For macOS Sierra and earlier, Apple had a dedicated FileVault Recovery Key Redirection profile payload for FileVault recovery key redirection. This profile was designed to work with a mobile device management (MDM) server, to allow the MDM server to act as a recovery key escrow service and store FileVault personal recovery keys.
Note: Jamf Pro will be used as the example MDM server in this post. However, similar functionality is available in other MDM services.
On macOS High Sierra, this FileVault Recovery Key Redirection profile payload no longer works. In its place, Apple has added new Enable Escrow Personal Recovery Key settings to the FileVault section of the existing Security profile payload.
Adding the recovery key redirection to the Security payload may cause issues in some environments, as the Security profile payload has other settings which those environments may prefer to manage separately, or not manage at all.

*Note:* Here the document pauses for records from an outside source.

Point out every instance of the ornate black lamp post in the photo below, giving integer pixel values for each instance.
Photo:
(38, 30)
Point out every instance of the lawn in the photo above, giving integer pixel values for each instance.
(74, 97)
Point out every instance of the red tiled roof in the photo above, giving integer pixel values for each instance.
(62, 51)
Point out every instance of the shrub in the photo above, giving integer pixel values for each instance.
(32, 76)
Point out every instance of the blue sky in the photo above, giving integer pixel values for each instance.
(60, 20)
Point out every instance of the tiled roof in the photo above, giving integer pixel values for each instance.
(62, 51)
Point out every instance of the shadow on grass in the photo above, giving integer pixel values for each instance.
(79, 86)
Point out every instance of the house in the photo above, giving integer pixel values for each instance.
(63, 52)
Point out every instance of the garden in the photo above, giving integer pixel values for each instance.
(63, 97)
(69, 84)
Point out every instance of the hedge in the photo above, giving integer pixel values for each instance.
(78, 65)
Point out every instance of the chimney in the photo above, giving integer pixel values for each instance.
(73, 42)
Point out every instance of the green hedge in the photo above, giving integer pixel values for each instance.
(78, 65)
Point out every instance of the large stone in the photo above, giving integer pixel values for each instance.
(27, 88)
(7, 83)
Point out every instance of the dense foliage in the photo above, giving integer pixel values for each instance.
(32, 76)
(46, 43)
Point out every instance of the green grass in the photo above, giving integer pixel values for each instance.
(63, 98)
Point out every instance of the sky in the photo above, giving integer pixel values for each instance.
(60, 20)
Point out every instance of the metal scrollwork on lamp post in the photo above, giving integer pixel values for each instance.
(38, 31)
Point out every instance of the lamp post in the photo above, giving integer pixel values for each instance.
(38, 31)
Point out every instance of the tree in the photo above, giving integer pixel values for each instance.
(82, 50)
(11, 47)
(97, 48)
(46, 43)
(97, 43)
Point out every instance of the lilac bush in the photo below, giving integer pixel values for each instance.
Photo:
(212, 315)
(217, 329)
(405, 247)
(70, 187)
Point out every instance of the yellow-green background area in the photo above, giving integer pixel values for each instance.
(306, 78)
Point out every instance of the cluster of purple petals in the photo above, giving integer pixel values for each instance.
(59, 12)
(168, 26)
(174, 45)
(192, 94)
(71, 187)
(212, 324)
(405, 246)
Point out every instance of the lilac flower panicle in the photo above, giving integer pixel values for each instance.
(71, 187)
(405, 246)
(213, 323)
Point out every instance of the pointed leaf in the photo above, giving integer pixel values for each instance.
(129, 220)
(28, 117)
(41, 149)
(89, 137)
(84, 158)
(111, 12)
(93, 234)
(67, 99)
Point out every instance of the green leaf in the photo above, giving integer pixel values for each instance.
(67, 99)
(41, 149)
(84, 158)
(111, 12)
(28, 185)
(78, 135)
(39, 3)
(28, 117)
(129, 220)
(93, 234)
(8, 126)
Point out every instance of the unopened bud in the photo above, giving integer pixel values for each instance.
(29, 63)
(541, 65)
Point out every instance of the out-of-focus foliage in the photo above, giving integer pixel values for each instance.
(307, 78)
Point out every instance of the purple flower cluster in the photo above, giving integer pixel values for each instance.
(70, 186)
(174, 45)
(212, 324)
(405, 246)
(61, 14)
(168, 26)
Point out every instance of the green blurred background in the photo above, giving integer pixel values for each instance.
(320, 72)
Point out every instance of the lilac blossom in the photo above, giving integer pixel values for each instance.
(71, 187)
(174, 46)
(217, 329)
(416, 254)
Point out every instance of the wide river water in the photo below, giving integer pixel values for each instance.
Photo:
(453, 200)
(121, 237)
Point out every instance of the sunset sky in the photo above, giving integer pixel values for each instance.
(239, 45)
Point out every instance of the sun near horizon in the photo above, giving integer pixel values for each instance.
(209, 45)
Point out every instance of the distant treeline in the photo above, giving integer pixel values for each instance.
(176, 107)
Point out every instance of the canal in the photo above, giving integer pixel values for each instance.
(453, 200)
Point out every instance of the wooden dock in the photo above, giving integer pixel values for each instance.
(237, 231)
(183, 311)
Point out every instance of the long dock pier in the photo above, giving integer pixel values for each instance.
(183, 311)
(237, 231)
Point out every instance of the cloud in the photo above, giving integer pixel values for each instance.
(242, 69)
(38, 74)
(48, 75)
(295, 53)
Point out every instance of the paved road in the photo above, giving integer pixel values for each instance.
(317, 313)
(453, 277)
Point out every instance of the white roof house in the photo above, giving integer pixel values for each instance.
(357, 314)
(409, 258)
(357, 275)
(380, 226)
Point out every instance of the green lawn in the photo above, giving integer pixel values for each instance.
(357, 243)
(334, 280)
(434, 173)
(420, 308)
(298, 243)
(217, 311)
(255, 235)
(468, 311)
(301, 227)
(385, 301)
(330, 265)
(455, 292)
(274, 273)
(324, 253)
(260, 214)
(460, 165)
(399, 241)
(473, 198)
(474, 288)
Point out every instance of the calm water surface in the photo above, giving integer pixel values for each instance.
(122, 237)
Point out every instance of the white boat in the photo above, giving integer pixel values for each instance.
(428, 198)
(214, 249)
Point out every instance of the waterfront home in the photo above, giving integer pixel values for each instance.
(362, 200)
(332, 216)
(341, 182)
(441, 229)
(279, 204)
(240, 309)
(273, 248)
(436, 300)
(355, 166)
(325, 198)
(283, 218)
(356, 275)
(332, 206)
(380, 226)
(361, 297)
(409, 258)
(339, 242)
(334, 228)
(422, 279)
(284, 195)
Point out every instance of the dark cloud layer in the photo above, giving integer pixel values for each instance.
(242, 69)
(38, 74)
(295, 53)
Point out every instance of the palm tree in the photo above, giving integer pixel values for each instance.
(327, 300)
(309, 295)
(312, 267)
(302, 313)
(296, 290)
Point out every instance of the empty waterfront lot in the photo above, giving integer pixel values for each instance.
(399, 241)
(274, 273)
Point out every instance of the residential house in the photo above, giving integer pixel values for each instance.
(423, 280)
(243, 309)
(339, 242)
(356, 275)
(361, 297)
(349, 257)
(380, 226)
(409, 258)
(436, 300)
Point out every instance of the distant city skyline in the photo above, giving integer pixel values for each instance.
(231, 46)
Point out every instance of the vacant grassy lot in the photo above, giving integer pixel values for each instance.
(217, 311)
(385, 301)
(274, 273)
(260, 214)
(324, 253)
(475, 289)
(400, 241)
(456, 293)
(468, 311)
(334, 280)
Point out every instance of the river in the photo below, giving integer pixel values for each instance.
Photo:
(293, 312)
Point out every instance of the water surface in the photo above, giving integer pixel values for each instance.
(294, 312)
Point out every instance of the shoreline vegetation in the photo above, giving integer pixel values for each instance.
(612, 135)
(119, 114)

For those who prefer to manage FileVault recovery key redirection separately from the other settings managed by the Security payload, it is possible to create a profile (with some manual editing) which only manages FileVault recovery key redirection. For more details, see below the jump.
The first thing to do is to create a new profile (which should not be assigned to any Macs) and configure the Security profile payload with the desired recovery settings on your MDM server.
Once the profile is configured as desired, download a copy of the profile to your workstation. After downloading, the profile can be edited to include only those settings which manage the FileVault recovery key redirection. To help with figuring out the appropriate settings, I have a sample profile available below.
Note: As currently set up, the sample profile doesn’t redirect recovery keys. It needs the relevant payload content (specifically the FileVault2Comm.cer certificate payload) from the Security profile created by your own MDM server:
Once the profile has been edited and all settings have been verified:
- Upload the profile to your MDM server
- Deploy the profile to a test Mac
- Rotate the FileVault personal recovery key on the test Mac to verify that redirection is working as desired.
To make sure that the MDM server does not try to alter the edited FileVault recovery key redirection profile, I recommend signing the profile.
Signing the profile encrypts it, which prevents the MDM from changing the profile’s contents. The MDM server can now serve out the redirection profile, but will not be able to edit it or change it in any way.